LEGAL VIEWPOINT: Bond issues

By Dr AbdelGadir Warsama, Legal Counsel

Asia 728x90

At the global level, bonds play an important role in the financial, corporate and banking business. Very often, many governments and international financial institutions issue bonds whenever there is a need to raise money for certain prime projects or to cover the deficiency in the budget by borrowing from local markets and \ or international investors. We have good examples in big companies, airlines, banks, infrastructure projects and many other sectors, who issued bonds that proved to be very successful due to the good performance of the issuer and the subject-matter of the issue. Herein, generally speaking, the marketing method related to the issuance of bonds varies according to certain merits and many circumstances such as the need to list the market response by publishing a preliminary prospectus and the need to identify the range of the proposed investors who could be interested in the bond. This includes private investors and sophisticated or public investors. The main techniques for marketing bonds could be summarized o include, for example, the “Private placements”, in this respect a manager or group of mangers subscribe for the whole issue and thereafter places this issue with selected private clients, or in some cases, with a single private investor. These issues may be listed or unlisted and this is primarily used when the issuer is interested to deal with certain person or group of persons as investors.

The “Preliminary Prospectus Offerings”, the purpose of this method is to list the market before the managers fix the interest rate and /or any discount (or premium) on subscription.

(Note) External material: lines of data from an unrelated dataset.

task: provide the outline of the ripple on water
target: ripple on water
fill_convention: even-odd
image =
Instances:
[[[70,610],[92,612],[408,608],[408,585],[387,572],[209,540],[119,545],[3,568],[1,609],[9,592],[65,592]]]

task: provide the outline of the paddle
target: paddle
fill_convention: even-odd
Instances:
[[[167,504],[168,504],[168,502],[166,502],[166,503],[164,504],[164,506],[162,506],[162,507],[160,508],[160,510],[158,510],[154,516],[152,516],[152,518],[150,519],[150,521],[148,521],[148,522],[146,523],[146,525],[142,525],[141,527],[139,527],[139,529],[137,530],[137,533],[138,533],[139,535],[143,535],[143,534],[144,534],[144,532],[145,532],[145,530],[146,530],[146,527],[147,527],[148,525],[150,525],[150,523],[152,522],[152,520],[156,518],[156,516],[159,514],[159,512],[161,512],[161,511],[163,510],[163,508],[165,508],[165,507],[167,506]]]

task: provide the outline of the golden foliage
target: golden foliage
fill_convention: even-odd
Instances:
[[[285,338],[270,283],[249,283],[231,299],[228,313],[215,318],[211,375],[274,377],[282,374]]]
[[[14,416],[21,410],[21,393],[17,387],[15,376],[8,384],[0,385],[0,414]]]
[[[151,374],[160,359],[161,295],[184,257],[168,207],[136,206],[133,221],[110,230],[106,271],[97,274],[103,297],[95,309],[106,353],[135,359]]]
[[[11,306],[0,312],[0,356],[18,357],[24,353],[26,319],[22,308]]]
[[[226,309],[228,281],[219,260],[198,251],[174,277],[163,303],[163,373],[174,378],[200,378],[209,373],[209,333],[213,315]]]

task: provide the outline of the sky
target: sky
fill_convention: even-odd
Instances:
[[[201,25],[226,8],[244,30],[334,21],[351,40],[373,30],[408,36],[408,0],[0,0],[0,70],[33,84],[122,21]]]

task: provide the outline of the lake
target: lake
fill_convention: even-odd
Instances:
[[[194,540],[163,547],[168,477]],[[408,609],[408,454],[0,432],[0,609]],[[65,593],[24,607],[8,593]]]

The managers normally contact a group of selected financial institutions and give them brief details of the issue and the issuer and an indication of the terms of the proposed issue. The managers also send out a preliminary prospectus, which omits disclosure of the issue terms and is stated to be subject to future amendments. This is usually known as the “red – herring” or “pathfinder” prospectus. In the light of the response to the prospectus, the managers agree with the issuer on the interest rate and arranges for the issue to be underwritten and then offers the bonds to the interested financial institutions. These financial institutions hold and keep the bonds for themselves or they keep them in for sale to their clients or to the public-at-large, if permitted and allowed by the securities regulations and related laws.

What has been explained above constitutes the traditional method followed mostly in the case of an international Eurobond offering and the same applies, for example, in the case of American and Canadian domestic offerings. However, it has been noticed that many Eurobond issues are nowadays “bought deals”. That is to say the managers dispense with the preliminary prospectus, however, the entire issues themselves are on-sale to dealers. The “Impact Day offerings”, herein, in this method the managers fix the issue terms with the issuer and announce the offering by public advertisement on an “impact day”. Public can apply on certain application forms for the concerned securities within a stated period. The disadvantage of this method, if we could say, is that the managers are not able to fix the issue terms in the light of an initial market response and must hope that the terms they decide on will attract sufficient investor’s interest. It is important to note that this is the method used in many domestic offerings and most likely, they are possibly used in many international capital markets.

To conclude, we could say that this market is volatile and there are many factors to be involved, from the issuer and \ or investor perspective. Potential investors need to be fully aware of such investment to achieve their end goals.